I want to live, and if I can live by writing, I'll be very happy. I don't think I can ask for more out of my own life if I can live by my writing and also change people's lives.
9.What advice would you offer to aspiring authors?
For years I've dealt with perfectionism and doubt. I wish I hadn't. Maybe it was a good thing, because it kept me from publishing what now I think was junk, but at some point I know I must leave these feelings behind, or be doomed to obscurity. When I began writing again last November, I gave myself only two rules:
I would not contend with doubt.
I would not be a perfectionist.
I may not have been the most positive and upbeat person in the last few months, but I'll be surprised if I've spent more than a single minute thinking I wouldn't succeed in publishing my first novel.
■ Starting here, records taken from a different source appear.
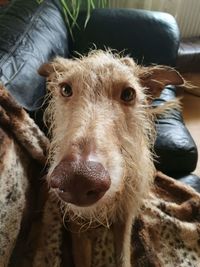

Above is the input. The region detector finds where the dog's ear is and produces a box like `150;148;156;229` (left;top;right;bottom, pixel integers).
138;66;184;97
120;57;184;97
38;57;72;77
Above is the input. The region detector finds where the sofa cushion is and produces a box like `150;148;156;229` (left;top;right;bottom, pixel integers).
71;9;179;65
0;0;68;110
153;86;198;177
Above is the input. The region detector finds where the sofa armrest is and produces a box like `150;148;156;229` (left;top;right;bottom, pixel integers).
0;0;68;111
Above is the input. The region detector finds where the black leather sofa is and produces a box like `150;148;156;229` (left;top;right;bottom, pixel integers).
0;0;200;191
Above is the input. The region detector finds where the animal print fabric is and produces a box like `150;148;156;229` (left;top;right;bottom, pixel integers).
0;87;200;267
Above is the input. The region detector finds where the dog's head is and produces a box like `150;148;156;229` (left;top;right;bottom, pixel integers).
39;51;183;226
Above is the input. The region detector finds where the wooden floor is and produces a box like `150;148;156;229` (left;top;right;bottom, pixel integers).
182;93;200;176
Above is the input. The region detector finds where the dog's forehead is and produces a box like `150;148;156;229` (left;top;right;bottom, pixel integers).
66;53;137;81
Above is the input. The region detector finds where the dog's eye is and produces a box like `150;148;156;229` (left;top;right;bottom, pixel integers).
61;84;73;97
120;87;136;102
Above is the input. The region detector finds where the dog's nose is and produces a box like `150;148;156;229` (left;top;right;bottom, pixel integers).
50;160;111;207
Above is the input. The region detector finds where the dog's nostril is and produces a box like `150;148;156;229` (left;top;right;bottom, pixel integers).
86;190;98;197
50;160;111;207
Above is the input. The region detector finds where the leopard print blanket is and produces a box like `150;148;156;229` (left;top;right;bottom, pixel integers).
0;86;200;267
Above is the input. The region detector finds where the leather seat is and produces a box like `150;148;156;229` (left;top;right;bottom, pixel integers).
0;0;197;192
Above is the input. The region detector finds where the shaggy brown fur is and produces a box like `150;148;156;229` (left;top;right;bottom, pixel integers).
39;51;183;267
0;84;200;267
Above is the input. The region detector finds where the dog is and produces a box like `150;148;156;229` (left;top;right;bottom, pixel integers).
39;50;184;267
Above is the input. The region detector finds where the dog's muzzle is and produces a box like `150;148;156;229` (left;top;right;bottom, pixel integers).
50;159;111;207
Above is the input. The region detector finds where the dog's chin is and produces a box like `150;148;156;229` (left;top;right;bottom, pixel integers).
58;195;118;228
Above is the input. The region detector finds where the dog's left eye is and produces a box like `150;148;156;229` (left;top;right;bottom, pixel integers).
61;84;73;97
120;87;136;102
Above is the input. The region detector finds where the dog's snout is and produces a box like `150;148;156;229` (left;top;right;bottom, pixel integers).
50;159;111;207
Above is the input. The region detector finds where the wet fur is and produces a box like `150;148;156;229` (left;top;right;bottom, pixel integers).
39;51;183;267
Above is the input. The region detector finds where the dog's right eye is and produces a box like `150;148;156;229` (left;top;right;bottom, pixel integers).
61;84;73;97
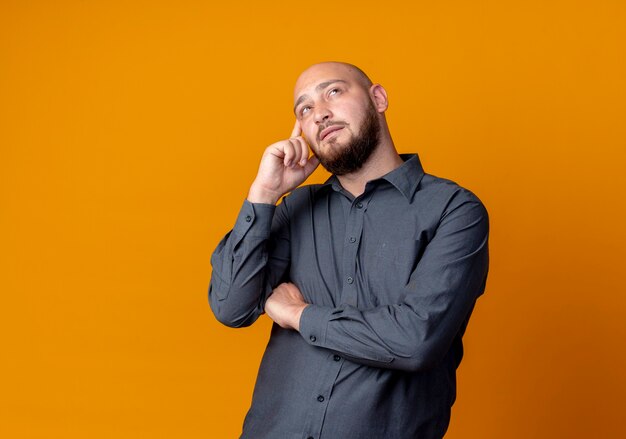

And that I've finally published it is proof that I've caged my former perfectionism.
I would tell any aspiring writer to do his or her best, to learn craft (grammar, punctuation, character, pacing), to work hard, but to also trust that the story is good enough when the work is done. Even if it takes four or five drafts, understand when enough is enough and take a chance.
Readers are a much better judge of our own work than we are. We see it only through our personal perspective, but we are writing for our readers,now for ourselves, and it's their personal perspective that counts, not ours.
"J. R. Nova is an author of speculative fiction and fantasy. He plays guitar, meditates, runs, and philosophizes. Not much else is known about him, as he lives in another dimension with his pet, Harpy."